Хлеба нема, а они — с горилкой в обнимку… горе заливают…

Вынеслась ветром к воротам. Из повозки уж люди вылезали. Парочка, гусь да гагарочка. И важные, дородные. Гладкие, сдобные! Он — павлин, она — павочка. Пан и пани, понятно. По-польски гутарют. Ах, поляки мимоезжие, и что вас такое остановило туточки?! около дома моего, Евдокииного?! Живем мы тут, а хлеб давно не жуем. Лебеду жуем, это да. Крапивные щи варим. Хлебаем хлебово, хлебало разеваем.

Поляки надвигались на Евдокию, как смерч в полях — на одинокую корову.

— Дзень добры! — Высокий седовласый пан наклонил голову и снял богатую баранью шапку. Поздняя осень гнала по дороге последние, сохлые листья. Темнело уж; куда двинутся в темень, бедняги? — Пшепрашем, добры вечур!

— Вечер добрый, — неласково ответила Евдокия. И заправила русую прядь под плотно повязанный платок. — Гостями будете, заходите!

Жесткий голос, железный взгляд.

Показала рукой на открытую дверь в избу.

Молодая пани — или паненка, цуречка, кто ж их там разберет? — огромную, как стог, шляпу не снимала, и Евдокия могла рассмотреть все, что накручено-наверчено на ее шляпе: огурцы и помидоры, лилии и розы, лимоны и апельсины, и гроздья сирени, и алые тюльпаны, и весь этот цветочный, фруктовый сад мастера неведомые сшили, слепили из тряпочек и лоскутов, из бархата и кожи, обшили плюшевым мохом, раскрасили серебром и позолотой, и с ума можно было сойти от великолепия такого! Дуня и сошла, на минуту. Замерла, с открытым ртом стояла, рассматривая висюльки, венчики цветов, из алого шелка пошитую землянику.
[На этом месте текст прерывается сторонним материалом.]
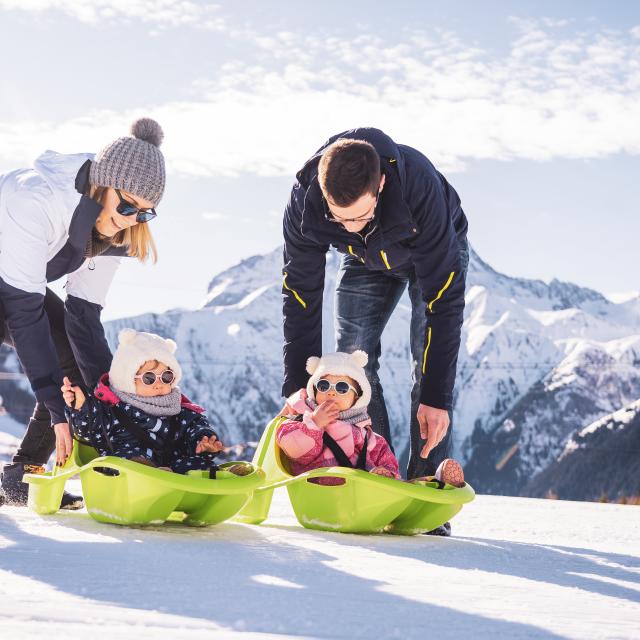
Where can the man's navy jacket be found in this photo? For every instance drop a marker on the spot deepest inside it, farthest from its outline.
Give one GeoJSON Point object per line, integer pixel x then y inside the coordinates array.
{"type": "Point", "coordinates": [419, 224]}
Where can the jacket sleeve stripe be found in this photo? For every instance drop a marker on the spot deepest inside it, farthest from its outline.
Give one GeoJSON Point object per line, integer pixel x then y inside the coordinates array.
{"type": "Point", "coordinates": [295, 293]}
{"type": "Point", "coordinates": [426, 350]}
{"type": "Point", "coordinates": [446, 286]}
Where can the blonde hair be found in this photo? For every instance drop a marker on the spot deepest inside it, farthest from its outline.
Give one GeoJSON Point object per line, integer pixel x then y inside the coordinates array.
{"type": "Point", "coordinates": [137, 239]}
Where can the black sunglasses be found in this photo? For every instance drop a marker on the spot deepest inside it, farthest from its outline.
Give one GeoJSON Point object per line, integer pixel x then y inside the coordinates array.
{"type": "Point", "coordinates": [366, 217]}
{"type": "Point", "coordinates": [341, 387]}
{"type": "Point", "coordinates": [126, 208]}
{"type": "Point", "coordinates": [149, 377]}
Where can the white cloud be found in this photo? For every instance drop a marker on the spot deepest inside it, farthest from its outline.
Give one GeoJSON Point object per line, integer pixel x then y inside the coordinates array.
{"type": "Point", "coordinates": [213, 215]}
{"type": "Point", "coordinates": [549, 96]}
{"type": "Point", "coordinates": [160, 12]}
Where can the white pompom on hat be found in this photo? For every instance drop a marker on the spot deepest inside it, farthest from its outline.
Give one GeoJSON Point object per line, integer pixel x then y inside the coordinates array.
{"type": "Point", "coordinates": [341, 364]}
{"type": "Point", "coordinates": [134, 349]}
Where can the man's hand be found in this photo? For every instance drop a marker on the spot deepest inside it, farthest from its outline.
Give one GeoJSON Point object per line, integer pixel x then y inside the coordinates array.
{"type": "Point", "coordinates": [210, 444]}
{"type": "Point", "coordinates": [64, 442]}
{"type": "Point", "coordinates": [382, 471]}
{"type": "Point", "coordinates": [326, 413]}
{"type": "Point", "coordinates": [72, 395]}
{"type": "Point", "coordinates": [433, 427]}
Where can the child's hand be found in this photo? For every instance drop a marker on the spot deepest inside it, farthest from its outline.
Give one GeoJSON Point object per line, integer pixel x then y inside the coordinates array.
{"type": "Point", "coordinates": [210, 444]}
{"type": "Point", "coordinates": [285, 411]}
{"type": "Point", "coordinates": [72, 394]}
{"type": "Point", "coordinates": [382, 471]}
{"type": "Point", "coordinates": [326, 413]}
{"type": "Point", "coordinates": [289, 409]}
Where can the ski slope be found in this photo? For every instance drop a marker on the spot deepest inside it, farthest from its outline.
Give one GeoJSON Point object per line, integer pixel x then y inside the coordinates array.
{"type": "Point", "coordinates": [515, 568]}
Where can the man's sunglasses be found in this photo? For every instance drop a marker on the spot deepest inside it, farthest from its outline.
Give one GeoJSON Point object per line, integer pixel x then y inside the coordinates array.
{"type": "Point", "coordinates": [149, 377]}
{"type": "Point", "coordinates": [341, 387]}
{"type": "Point", "coordinates": [126, 208]}
{"type": "Point", "coordinates": [365, 217]}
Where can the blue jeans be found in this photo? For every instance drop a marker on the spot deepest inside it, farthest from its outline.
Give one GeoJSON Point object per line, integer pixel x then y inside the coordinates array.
{"type": "Point", "coordinates": [364, 302]}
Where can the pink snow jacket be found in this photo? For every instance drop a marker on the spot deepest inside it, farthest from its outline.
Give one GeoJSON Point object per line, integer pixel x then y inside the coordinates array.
{"type": "Point", "coordinates": [302, 442]}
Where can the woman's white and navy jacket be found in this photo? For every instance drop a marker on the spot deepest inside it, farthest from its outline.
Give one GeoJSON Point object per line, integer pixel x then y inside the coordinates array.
{"type": "Point", "coordinates": [419, 224]}
{"type": "Point", "coordinates": [45, 224]}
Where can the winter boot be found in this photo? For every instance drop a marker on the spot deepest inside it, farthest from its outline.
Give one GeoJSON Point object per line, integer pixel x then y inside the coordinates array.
{"type": "Point", "coordinates": [16, 492]}
{"type": "Point", "coordinates": [443, 530]}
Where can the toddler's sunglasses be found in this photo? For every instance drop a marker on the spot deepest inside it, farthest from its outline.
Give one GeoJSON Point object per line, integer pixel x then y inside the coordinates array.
{"type": "Point", "coordinates": [149, 377]}
{"type": "Point", "coordinates": [126, 208]}
{"type": "Point", "coordinates": [341, 387]}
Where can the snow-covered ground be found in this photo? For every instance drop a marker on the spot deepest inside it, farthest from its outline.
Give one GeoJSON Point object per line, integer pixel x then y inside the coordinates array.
{"type": "Point", "coordinates": [516, 568]}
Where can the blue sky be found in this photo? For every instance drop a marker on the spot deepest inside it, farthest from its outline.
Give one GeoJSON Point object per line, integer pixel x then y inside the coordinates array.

Опустила глаза от шляпы-сада вниз. Босые ноги свои увидала. Грязные. В цыпках. Намедни на стекло наступила — обцарапалась, глубоко стопу проткнула. Колька помогал, лечил маманьку, подорожник привязывал. На бинты — церковную, нарядную ее рубаху порвали.

Теперь в церковь нельзя. Теперь в церкви — конюшня. Колхозные лошадки в алтаре стоят, скудное сенцо жуют.
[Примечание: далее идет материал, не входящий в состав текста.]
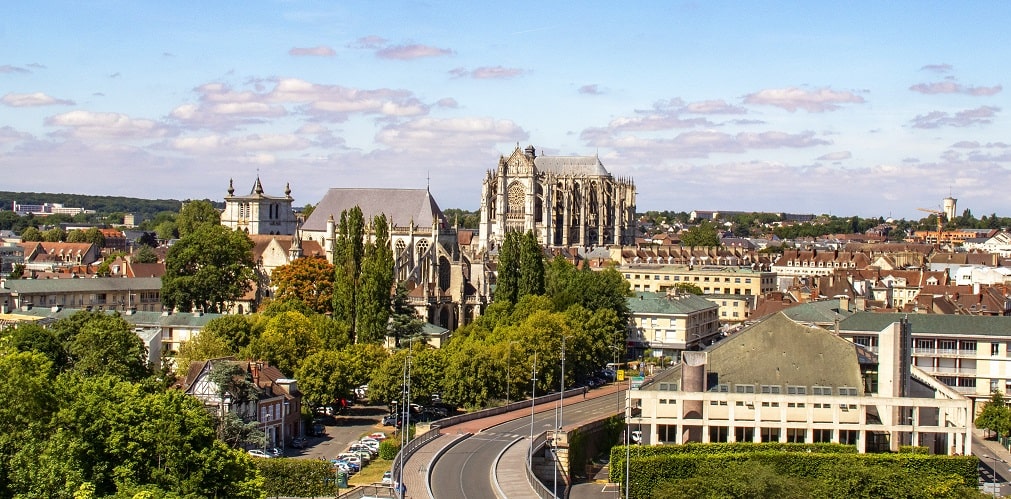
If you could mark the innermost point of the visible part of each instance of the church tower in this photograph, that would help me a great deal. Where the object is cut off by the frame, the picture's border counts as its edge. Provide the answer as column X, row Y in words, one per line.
column 259, row 213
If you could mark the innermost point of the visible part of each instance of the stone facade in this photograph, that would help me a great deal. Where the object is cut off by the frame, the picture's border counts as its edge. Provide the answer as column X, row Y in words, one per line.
column 566, row 201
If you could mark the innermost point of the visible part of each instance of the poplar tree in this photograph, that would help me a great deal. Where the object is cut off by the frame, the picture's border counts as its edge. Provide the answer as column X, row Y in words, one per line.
column 531, row 280
column 508, row 282
column 348, row 250
column 375, row 284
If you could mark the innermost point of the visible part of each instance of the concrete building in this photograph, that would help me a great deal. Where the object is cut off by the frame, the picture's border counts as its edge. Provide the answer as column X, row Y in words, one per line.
column 120, row 294
column 970, row 354
column 780, row 381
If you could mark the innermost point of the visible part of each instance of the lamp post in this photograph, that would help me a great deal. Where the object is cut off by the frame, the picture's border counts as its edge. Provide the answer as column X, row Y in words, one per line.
column 509, row 370
column 533, row 400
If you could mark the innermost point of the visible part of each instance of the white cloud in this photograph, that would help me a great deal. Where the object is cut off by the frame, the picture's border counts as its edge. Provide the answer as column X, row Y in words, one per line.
column 88, row 124
column 793, row 98
column 319, row 52
column 33, row 100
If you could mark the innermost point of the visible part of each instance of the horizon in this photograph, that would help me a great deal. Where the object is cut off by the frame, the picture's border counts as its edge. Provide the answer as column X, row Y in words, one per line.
column 856, row 108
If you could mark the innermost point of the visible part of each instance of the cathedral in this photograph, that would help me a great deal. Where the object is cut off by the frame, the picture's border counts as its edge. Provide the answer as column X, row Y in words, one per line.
column 568, row 201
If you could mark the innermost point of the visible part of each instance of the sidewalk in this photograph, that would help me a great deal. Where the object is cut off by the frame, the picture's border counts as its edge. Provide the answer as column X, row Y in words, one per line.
column 988, row 450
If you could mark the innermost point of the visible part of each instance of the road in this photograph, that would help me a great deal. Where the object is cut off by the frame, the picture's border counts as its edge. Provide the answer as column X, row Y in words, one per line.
column 466, row 470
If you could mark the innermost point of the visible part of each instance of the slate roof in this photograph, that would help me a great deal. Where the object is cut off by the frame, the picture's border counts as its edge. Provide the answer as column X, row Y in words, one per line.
column 778, row 351
column 930, row 323
column 570, row 165
column 83, row 285
column 401, row 206
column 659, row 303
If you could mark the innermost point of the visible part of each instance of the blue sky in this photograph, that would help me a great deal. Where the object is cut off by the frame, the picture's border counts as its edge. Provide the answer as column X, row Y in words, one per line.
column 847, row 108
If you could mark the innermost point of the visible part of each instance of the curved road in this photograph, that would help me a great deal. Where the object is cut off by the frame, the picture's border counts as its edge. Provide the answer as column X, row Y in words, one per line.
column 467, row 469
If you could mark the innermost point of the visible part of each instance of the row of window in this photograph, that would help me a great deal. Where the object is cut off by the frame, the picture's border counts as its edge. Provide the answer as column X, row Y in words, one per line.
column 791, row 390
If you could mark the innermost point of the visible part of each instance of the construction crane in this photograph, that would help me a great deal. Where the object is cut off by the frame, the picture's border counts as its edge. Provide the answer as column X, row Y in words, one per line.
column 940, row 222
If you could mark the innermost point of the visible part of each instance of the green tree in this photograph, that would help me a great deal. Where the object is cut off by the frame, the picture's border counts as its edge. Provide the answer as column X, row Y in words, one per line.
column 348, row 252
column 195, row 214
column 508, row 278
column 56, row 234
column 235, row 330
column 145, row 255
column 531, row 279
column 375, row 285
column 309, row 280
column 995, row 415
column 206, row 269
column 287, row 339
column 31, row 234
column 203, row 346
column 106, row 344
column 403, row 320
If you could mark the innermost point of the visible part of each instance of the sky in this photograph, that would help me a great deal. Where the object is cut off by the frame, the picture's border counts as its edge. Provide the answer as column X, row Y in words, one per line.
column 845, row 108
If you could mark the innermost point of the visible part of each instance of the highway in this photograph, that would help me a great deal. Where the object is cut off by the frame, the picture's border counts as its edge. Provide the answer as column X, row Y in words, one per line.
column 466, row 470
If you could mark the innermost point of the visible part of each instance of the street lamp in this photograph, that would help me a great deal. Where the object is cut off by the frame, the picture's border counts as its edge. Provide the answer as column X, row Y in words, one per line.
column 509, row 370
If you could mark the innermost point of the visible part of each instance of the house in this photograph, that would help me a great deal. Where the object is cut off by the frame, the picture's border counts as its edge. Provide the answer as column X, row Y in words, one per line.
column 275, row 404
column 780, row 381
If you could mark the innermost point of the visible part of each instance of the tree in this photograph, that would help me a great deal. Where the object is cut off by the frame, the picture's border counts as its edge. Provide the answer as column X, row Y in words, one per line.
column 56, row 234
column 531, row 280
column 106, row 344
column 204, row 346
column 309, row 280
column 375, row 284
column 995, row 415
column 145, row 255
column 704, row 235
column 206, row 269
column 287, row 339
column 348, row 251
column 195, row 214
column 508, row 279
column 235, row 330
column 403, row 321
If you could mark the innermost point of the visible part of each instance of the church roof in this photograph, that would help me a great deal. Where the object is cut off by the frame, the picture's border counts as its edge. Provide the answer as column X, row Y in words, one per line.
column 401, row 206
column 570, row 165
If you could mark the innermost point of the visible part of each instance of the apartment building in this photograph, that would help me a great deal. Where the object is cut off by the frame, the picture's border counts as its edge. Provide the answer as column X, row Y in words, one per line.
column 666, row 324
column 727, row 280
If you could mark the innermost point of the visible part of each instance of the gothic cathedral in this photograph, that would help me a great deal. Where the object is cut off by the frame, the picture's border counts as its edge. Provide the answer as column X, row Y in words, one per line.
column 568, row 201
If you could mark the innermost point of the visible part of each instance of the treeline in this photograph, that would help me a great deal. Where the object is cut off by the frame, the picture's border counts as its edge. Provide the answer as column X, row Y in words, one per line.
column 147, row 208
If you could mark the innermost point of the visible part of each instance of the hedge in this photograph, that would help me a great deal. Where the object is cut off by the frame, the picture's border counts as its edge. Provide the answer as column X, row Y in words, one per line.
column 652, row 466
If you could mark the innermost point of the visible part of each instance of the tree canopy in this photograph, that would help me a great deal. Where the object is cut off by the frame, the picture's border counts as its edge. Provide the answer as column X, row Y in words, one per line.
column 206, row 269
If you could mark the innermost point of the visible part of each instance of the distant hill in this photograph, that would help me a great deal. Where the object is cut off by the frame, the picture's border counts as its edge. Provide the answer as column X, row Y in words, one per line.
column 147, row 208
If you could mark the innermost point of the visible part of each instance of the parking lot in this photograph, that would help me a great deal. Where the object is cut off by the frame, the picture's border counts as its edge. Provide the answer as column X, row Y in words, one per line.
column 342, row 430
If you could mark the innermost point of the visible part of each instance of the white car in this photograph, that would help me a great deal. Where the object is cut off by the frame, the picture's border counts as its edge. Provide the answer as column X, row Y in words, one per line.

Опять голову вздернула. Опять ослепла от солнечных лучей диковинной шляпы.

— Ну шо ж не заходите? Валяйте!

Первая повернулась, босыми ногами — шлеп-шлеп по чисто намытым доскам крыльца.
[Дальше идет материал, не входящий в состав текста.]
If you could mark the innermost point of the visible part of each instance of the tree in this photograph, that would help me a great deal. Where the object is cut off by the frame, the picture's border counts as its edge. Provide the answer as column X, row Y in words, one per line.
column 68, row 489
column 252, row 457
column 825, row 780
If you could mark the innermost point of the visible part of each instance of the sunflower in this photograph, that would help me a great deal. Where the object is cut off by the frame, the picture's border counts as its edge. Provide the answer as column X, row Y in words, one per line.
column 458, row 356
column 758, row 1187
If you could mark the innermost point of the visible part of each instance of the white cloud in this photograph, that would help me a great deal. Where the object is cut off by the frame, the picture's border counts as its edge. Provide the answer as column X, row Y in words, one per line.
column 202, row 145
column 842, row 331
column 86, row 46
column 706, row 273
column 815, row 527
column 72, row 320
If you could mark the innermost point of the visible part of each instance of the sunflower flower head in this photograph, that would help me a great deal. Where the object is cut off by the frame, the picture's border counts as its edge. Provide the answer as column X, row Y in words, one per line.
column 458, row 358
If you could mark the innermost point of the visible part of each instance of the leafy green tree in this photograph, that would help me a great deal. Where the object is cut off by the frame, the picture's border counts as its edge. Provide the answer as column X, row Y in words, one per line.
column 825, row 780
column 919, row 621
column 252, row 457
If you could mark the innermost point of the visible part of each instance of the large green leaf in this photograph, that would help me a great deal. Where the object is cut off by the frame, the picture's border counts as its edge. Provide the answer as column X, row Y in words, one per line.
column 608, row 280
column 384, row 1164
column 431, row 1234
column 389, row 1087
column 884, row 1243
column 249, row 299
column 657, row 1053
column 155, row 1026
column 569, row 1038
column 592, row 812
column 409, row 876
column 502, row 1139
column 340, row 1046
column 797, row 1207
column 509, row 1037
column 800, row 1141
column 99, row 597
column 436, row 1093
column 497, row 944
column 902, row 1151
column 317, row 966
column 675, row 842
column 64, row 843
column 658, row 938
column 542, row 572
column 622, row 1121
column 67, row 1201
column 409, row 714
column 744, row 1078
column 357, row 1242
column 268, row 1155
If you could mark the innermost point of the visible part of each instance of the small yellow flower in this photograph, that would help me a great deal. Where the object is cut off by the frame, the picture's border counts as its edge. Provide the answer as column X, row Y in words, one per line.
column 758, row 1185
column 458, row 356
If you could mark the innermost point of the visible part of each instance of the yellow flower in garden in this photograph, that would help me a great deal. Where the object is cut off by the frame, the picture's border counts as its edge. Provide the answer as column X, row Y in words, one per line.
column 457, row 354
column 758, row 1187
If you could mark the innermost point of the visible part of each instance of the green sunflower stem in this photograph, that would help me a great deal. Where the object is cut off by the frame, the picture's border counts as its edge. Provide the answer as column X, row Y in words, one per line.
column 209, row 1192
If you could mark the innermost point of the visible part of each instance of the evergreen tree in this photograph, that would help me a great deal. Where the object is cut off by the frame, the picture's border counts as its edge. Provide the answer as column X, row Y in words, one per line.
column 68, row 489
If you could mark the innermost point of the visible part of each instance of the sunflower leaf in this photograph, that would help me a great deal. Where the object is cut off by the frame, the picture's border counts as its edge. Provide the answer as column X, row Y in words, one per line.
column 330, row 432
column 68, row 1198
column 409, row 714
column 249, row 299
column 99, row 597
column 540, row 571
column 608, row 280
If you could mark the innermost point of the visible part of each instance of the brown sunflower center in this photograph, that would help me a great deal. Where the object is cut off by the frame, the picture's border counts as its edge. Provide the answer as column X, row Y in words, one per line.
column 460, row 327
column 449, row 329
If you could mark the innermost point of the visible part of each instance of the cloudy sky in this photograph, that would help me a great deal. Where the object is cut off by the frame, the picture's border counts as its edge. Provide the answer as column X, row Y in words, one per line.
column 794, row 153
Ноги грязные, а доски чистые.

Долго вытирала ноги о разноцветную самовязаную половицу, кинутую у порога.

Поляки тоже вытерли ноги. Пан — мощные, бегемотьи башмаки. Пани — изящные, как вертлявые лодчонки, замшевые сапожечки.

Вошли в избу. Пустой стол. Столешница тоскливо размахнулась на пол-избы. Будто плаха ледяная, плывущая по реке в ледоход огромная льдина. Дерево — не лед, не растает. И Евдокия — не сахарная, не растает: ни от побоев мужа, ни от хныканья голодных деток. Ни от того, что живот ноет, и кровь течет, а то не месячные, а хворь неведомая какая, и гляди, Боженька, вот умрет она скоро.

В люльке — младенчик Зойка качается. Колеблет люльку незримая рука. Сквозняк? А может, ангел тот приблудный?

Хорошо хоть спит. Не орет от голодухи.

Евдокия украдкой потрогала под рубахой тощую, висячую грудь.

На стулья указала:

— Сидайте, панове.

Паны сели. Поляк подкрутил светлые, пшеничные, могучие усы. Паненка запрокинула голову, вглядывалась в лампочку под потолком. Лампочка Ильича не светилась; на столе, взамен новшества, тускло, собачьим глазом, горела керосиновая лампа. Под выгибом стекла, горящего красным огоньком безумного военного опала, на меди, над зубцами позеленелого от времени медного узора, выцарапано наглым комсомольским ножом: «МЫ НОВЫЙ МИРЪ ПОСТРОИМЪ».